Once I tried explaining this to Live Laugh Limp Bizkit, in abstract terms, after he made a rape joke.
“What?” Lackadaisical, bare feet hanging off my bed, eyes fixed on his phone. “It’s not a big deal. It’s just a joke.”
I spin around, leaving the room, dizzy with rage. “Easy for you to say!” I shout from the bathroom, wondering if he even understands what I just told him.
I realize that I hope he doesn’t.
***
Critique should not be confused with condemnation. Harmful hexes on human personality are not fixed, unmovable. People across the spectrum of situated identities can choose to move through the world and build relationships differently, to lean into what Margeaux Feldman calls “hysterical intimacies.” In their words:
“Hysterical intimacies reveal the ways in which the oppressions we experience do not come from our individual shortcomings, but rather are the direct result of the structures of oppression that produce great trauma. Hysterical intimacies recognize that interdependence enables us to resist and heal from the systemic and individual traumas that have made us sick. Within the landscape of hysterical intimacies, the sick person receives the care and intimacy they have been denied.”
Poetry is part of the landscape shaping transformative ways of being together, of assembling new possibilities that unclench fists, uncurl fingers. For instance, Nayyirah Waheed’s Salt beautifully maps an erotics of non-hierarchical relationality in the face of trauma. She writes: “i want more ‘men’ / with flowers falling from their skin,” … “flowers pouring from [their] chest.”2
***
I recall two stories I wrote as a child. One, about a little girl escaping through her bedroom window into an unknown expanse of blossoming undergrowth. Another, about the impact of a dinosaur’s destructive drive in an art gallery, cluelessly puncturing canvas with sharp teeth. The all-too-human impulse to render illegible what one desires. Picket fences as pocketknives. To protect and project our deepest fears, inexplicably and inextricably tied to something knottier than an oversimplified story about hate’s innate iteration—bound not to the aftermath of betrayal, but to the terrifying act of loving in the face of it. The weight of it. Betrayal is a backhanded confession of one’s limits to loving another.

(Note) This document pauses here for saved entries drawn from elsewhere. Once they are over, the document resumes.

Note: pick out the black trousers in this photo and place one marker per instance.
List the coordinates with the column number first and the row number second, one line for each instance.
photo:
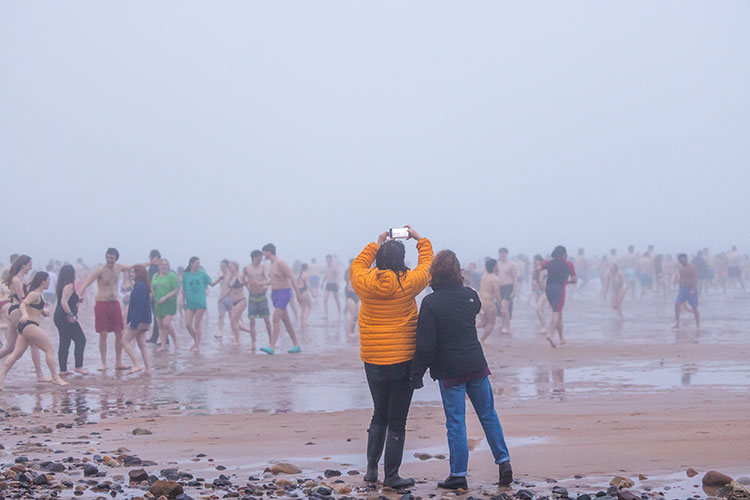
column 391, row 394
column 70, row 332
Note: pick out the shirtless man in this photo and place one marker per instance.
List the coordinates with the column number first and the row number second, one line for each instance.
column 687, row 277
column 508, row 275
column 107, row 312
column 331, row 278
column 282, row 283
column 734, row 273
column 489, row 294
column 253, row 275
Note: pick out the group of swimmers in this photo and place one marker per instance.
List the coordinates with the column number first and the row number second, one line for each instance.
column 153, row 295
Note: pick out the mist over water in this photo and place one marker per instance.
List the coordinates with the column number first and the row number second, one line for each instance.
column 211, row 131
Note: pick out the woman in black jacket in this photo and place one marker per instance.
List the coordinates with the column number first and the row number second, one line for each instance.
column 447, row 344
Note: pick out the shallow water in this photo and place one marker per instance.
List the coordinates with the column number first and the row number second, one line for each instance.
column 213, row 380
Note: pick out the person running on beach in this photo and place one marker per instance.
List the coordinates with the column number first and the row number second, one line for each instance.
column 617, row 283
column 107, row 311
column 254, row 275
column 224, row 302
column 734, row 272
column 489, row 292
column 20, row 267
column 508, row 275
column 687, row 278
column 194, row 284
column 331, row 279
column 303, row 282
column 560, row 273
column 165, row 286
column 66, row 321
column 538, row 286
column 387, row 333
column 139, row 319
column 282, row 283
column 29, row 333
column 237, row 301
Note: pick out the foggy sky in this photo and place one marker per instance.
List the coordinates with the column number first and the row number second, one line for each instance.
column 211, row 128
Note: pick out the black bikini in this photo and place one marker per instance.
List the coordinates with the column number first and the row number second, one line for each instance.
column 23, row 324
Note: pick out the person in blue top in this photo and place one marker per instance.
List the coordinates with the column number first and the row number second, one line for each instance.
column 194, row 283
column 139, row 318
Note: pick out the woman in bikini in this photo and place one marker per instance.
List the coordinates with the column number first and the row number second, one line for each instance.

Toni Morrison explains, “People always tell me that I am writing about love. Always, always love. I nod, yes, but it isn’t true—not exactly. In fact, I am always writing about betrayal. Love is the weather. Betrayal is the lightning that cleaves and reveals it.”3
Betrayal, the sudden apparition of an apparently unbearable responsibility to preserve the safety of our precious pieces, fragmented into fangs, repurposed as art objects. Desire is an escape artist in a gallery of glinting teeth.